BACKGROUND: The effects of increased expression of intercellular adhesion molecule (ICAM-1), an important mediator of neutrophil-mediated reperfusion injury (RI), were assessed in donor cardiac allografts in a heterotopic rat transplantation model. METHODS: At -24 h, PVG donors were untreated (n = 35) or treated (n = 37) with lipopolysaccharide (LPS, 5 mg/kg ip). Hearts were procured at 0 h, stored at 4 degrees C for 45 min, and grafted heterotopically into ACI recipients pretreated with vehicle or anti-ICAM-1 (1A29) mAb. Intracardiac balloons (n = 8 per group) were used to measure allograft left ventricular function (dP/dt) prior to harvest and following reperfusion. RI was assessed at 6, 12, and 24 h by myeloperoxidase (MPO) levels, percentage wet weight (%w/w), and percentage contraction band necrosis (%CBN).
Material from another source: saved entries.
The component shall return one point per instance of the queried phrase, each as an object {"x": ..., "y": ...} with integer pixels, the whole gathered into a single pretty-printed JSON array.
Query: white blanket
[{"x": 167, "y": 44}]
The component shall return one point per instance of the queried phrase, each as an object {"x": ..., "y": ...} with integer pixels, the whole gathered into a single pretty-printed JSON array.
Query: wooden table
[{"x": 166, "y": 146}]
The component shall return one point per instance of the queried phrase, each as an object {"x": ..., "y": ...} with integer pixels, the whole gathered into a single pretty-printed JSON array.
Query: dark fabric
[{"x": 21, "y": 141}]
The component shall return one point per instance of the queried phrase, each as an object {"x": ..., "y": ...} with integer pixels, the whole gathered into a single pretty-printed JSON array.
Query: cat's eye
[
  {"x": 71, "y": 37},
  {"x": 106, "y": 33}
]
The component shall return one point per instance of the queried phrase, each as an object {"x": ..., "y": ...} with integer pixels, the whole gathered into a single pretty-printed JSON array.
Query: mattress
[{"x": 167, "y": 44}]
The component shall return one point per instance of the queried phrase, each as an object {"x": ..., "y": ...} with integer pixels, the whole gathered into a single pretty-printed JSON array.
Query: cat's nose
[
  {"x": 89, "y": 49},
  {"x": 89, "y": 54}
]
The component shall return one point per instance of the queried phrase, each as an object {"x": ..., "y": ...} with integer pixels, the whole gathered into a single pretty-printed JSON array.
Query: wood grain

RESULTS: At 12 h, LPS-pretreated grafts showed increased ICAM-1 expression by Northern blot (n = 3) and immunohistochemistry (n = 3) and significantly increased MPO (0.33 +/- 0.2 U/mg vs 0.05 +/- 0.04 U/mg at 12 h), %w/w (81.7 +/- 1.8% vs 79.2 +/- 0.7% at 12 h), and %CBN (15.2 +/- 1. 9% vs 11.4 +/- 2.0% at 24 h). LPS pretreatment had no effect on graft function at early time points (baseline to 2 h) but led to depressed dP/dt at later time points with trends toward significance at 12 h (2101 +/- 1653 mmHg/s vs 173 +/- 201 mmHg/s, P = 0.06, ANOVA). Recipient 1A29 treatment (n = 6 per group) reversed the effects of LPS pretreatment in all three RI parameters and significantly improved functional recovery. CONCLUSIONS: Alteration of cardiac graft phenotype to that likely seen in clinical organ donors leads to increased delayed-onset myocardial RI following transplantation in this model. The blockade of this increased RI following 1A29 mAb treatment supports a central role for ICAM-1 in this process.